We also note that there have been at least two prior formal hearings relating to the exemption provided by Utah Code

Ann. '59-12-104(15).  The first matter is styled Newspaper Agency


Corp. v. Auditing Division and the second matter is styled Eaton-Kenway v. Auditing Division.  Neither of these prior cases involved  the construction of new manufacturing facilities in Utah, as is the case with XXXXX construction of XXXXX.  Rather they involved the modernization of existing operations.  Moreover, unlike the taxpayer purchases in Newspaper Agency Corp. and Eaton-Kenway, XXXXX purchases of machinery and equipment for XXXXX did not replace existing machinery and equipment.  Therefore the decision here is distinguishable from and consistent with our prior rulings.

                      DECISION AND ORDER

Based upon the foregoing, the Tax Commission finds that Petitioner qualified for the manufacturer's exemption from sales and use tax as provided by Utah Code Ann. '59-12-104(15) for the machinery and equipment placed in XXXXX.  The Statutory Notice issued by the Auditing Division is reversed to the extent of the tax on the machinery and equipment purchased for XXXXX, and the exemption claimed by Petitioner is affirmed.  In view of our decision on the tax, we need not decide the issue relating to any penalty on the tax.  It is so ordered.

          DATED this 13 day of January, 1995.

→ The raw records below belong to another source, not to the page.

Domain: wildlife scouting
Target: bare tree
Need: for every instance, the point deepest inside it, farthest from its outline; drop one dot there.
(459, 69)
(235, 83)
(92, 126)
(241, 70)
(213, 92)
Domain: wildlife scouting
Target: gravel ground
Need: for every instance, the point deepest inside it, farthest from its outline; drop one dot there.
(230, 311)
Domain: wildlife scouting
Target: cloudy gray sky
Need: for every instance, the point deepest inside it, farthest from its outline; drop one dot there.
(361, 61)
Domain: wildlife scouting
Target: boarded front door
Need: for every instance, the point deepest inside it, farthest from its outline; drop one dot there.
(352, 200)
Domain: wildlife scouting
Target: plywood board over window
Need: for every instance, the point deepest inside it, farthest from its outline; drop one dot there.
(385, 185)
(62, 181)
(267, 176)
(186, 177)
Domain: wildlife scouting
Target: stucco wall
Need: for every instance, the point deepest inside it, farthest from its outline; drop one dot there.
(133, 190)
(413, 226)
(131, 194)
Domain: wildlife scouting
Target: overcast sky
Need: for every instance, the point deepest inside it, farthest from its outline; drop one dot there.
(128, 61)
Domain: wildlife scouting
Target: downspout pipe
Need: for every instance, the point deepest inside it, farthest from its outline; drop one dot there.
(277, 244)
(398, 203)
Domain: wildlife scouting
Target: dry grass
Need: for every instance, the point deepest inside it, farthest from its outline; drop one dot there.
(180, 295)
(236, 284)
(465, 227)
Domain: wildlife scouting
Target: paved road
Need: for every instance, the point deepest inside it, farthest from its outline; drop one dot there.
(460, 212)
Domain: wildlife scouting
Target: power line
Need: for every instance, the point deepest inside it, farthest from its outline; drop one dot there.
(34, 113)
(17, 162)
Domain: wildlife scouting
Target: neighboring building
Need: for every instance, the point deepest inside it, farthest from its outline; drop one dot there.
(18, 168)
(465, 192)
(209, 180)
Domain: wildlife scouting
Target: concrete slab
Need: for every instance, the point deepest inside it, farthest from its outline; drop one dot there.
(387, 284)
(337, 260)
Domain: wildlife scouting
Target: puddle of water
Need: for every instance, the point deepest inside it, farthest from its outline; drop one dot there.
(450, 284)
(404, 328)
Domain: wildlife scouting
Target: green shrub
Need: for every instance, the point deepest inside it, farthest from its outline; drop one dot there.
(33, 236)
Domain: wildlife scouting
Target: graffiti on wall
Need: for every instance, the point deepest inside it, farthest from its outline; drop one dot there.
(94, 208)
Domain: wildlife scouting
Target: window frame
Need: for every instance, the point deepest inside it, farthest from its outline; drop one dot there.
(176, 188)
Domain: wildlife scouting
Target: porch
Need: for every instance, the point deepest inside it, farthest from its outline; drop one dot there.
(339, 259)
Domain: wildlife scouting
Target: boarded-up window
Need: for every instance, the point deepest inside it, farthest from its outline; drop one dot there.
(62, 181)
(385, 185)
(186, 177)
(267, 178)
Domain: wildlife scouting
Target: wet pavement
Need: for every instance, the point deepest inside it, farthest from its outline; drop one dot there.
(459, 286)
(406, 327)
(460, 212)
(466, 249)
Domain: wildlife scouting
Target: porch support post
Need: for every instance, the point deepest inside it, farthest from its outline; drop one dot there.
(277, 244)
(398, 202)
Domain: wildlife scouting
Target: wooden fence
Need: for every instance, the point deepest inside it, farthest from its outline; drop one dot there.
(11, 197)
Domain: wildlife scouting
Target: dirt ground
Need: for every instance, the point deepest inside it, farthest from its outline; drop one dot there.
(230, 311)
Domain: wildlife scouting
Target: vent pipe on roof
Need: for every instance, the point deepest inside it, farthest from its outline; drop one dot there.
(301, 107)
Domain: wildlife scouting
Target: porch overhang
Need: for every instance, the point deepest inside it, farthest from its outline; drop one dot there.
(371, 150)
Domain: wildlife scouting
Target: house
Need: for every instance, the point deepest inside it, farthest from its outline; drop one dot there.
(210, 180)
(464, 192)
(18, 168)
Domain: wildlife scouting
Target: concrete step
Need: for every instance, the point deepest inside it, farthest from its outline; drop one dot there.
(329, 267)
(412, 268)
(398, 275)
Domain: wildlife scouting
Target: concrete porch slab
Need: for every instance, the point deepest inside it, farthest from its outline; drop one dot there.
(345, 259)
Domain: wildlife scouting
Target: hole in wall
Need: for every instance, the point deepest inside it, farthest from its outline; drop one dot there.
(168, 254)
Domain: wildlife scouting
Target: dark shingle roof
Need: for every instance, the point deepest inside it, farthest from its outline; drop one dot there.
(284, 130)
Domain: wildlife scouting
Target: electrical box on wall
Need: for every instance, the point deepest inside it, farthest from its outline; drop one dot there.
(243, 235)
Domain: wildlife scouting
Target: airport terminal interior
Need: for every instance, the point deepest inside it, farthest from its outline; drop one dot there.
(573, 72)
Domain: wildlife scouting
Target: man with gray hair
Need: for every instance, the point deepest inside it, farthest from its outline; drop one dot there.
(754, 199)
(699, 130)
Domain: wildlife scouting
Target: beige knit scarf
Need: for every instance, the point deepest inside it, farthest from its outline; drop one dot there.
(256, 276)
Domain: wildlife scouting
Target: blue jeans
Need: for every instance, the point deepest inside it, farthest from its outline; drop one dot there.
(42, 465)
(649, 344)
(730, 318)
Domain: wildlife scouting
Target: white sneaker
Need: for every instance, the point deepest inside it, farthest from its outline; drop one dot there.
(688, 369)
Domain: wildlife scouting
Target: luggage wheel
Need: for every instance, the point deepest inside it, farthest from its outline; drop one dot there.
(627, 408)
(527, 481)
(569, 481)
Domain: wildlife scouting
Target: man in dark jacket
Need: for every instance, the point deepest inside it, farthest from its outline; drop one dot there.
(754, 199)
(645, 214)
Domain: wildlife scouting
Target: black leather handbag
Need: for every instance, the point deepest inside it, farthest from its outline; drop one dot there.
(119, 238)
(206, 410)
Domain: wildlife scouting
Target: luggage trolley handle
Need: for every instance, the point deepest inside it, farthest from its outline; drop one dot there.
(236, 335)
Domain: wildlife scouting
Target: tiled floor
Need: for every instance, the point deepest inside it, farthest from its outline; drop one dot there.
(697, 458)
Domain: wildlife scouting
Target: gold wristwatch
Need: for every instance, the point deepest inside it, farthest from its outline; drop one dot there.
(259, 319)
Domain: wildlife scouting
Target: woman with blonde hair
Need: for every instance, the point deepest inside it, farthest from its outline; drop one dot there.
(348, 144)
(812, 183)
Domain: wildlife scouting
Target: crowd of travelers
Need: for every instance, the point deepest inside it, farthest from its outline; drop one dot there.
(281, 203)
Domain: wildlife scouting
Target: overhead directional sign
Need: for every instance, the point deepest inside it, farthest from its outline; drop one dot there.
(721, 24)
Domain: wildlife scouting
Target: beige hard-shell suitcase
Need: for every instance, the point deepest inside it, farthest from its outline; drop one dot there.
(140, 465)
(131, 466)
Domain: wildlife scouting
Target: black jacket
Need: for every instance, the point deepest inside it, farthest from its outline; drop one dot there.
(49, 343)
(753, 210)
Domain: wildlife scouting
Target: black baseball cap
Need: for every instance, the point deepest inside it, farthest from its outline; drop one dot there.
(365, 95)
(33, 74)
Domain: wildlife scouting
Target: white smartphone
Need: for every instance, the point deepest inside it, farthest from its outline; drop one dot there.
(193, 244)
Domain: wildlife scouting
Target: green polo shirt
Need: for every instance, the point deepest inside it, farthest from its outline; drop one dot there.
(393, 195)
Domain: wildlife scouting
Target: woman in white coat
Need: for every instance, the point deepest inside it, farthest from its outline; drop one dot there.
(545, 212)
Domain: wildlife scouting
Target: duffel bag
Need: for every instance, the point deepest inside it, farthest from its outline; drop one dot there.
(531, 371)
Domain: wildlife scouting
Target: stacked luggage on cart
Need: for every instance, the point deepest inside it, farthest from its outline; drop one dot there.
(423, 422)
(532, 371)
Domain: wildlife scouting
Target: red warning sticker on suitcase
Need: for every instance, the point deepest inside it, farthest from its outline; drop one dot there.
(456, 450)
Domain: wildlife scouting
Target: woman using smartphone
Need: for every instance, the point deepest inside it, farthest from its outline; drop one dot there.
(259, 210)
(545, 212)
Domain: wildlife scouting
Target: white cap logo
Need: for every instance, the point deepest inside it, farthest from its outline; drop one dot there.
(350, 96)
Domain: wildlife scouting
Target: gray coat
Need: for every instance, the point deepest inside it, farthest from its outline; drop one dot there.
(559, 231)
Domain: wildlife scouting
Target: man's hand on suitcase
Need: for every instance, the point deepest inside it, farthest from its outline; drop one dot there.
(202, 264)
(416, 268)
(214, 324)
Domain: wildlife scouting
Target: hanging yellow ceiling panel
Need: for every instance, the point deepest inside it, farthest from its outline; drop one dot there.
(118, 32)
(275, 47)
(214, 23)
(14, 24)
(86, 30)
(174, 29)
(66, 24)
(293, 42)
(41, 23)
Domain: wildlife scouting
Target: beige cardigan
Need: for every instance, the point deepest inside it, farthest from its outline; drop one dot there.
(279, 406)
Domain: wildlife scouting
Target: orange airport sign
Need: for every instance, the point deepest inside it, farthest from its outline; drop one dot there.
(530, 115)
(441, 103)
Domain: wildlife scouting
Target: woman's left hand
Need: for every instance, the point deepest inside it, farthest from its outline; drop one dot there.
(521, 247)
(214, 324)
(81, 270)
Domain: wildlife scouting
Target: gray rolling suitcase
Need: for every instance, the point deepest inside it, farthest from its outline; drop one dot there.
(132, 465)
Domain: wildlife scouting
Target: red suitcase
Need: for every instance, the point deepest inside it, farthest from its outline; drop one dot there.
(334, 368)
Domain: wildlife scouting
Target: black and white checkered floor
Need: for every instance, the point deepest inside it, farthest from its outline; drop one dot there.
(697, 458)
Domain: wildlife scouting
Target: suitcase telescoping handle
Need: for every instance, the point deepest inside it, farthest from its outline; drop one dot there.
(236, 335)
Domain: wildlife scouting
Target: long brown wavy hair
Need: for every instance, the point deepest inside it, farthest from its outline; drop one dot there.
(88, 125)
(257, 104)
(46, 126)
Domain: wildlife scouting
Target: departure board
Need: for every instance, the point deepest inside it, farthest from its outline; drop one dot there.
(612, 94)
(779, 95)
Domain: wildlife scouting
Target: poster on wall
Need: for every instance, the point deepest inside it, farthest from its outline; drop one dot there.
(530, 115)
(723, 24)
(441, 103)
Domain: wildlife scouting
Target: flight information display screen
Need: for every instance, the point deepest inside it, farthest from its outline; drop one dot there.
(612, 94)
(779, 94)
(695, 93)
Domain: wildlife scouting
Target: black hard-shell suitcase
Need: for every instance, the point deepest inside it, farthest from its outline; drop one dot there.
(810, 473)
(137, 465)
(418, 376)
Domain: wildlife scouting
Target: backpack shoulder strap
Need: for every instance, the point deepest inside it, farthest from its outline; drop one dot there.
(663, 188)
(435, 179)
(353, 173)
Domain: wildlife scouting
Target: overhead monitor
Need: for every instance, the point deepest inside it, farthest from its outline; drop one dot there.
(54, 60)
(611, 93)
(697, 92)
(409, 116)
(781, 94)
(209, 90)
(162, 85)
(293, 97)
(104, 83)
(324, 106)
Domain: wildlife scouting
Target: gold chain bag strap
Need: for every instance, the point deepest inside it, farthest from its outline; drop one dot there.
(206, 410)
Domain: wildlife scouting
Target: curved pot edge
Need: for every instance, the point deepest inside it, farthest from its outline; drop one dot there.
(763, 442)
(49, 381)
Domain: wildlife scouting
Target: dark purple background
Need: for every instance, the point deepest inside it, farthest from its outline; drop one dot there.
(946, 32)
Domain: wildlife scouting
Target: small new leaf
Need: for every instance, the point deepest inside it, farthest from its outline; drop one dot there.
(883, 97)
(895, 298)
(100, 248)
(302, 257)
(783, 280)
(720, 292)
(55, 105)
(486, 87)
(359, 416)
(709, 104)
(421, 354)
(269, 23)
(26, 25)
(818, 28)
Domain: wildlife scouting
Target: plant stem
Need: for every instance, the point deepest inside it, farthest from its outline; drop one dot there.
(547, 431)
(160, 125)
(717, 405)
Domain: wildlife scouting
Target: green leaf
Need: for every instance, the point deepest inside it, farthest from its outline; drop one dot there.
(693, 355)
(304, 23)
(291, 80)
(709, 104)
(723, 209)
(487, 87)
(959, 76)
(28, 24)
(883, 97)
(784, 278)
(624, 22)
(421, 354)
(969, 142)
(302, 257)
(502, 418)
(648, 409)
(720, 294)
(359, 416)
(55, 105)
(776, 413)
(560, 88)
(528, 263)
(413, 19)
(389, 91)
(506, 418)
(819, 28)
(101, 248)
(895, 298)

BY ORDER OF THE UTAH STATE TAX COMMISSION.

W. Val Oveson                         Roger O. Tew

Chairman                              Commissioner

 

Joe B. Pacheco                        Alice Shearer

Commissioner                          Commissioner

 

NOTICE:  You have twenty (20) days after the date of the final order to file a request for reconsideration or thirty (30) days after the date of final order to file in Supreme Court a petition for judicial review.  Utah Code Ann. ''63-46b-13(1), 63-46b-14(3)(a).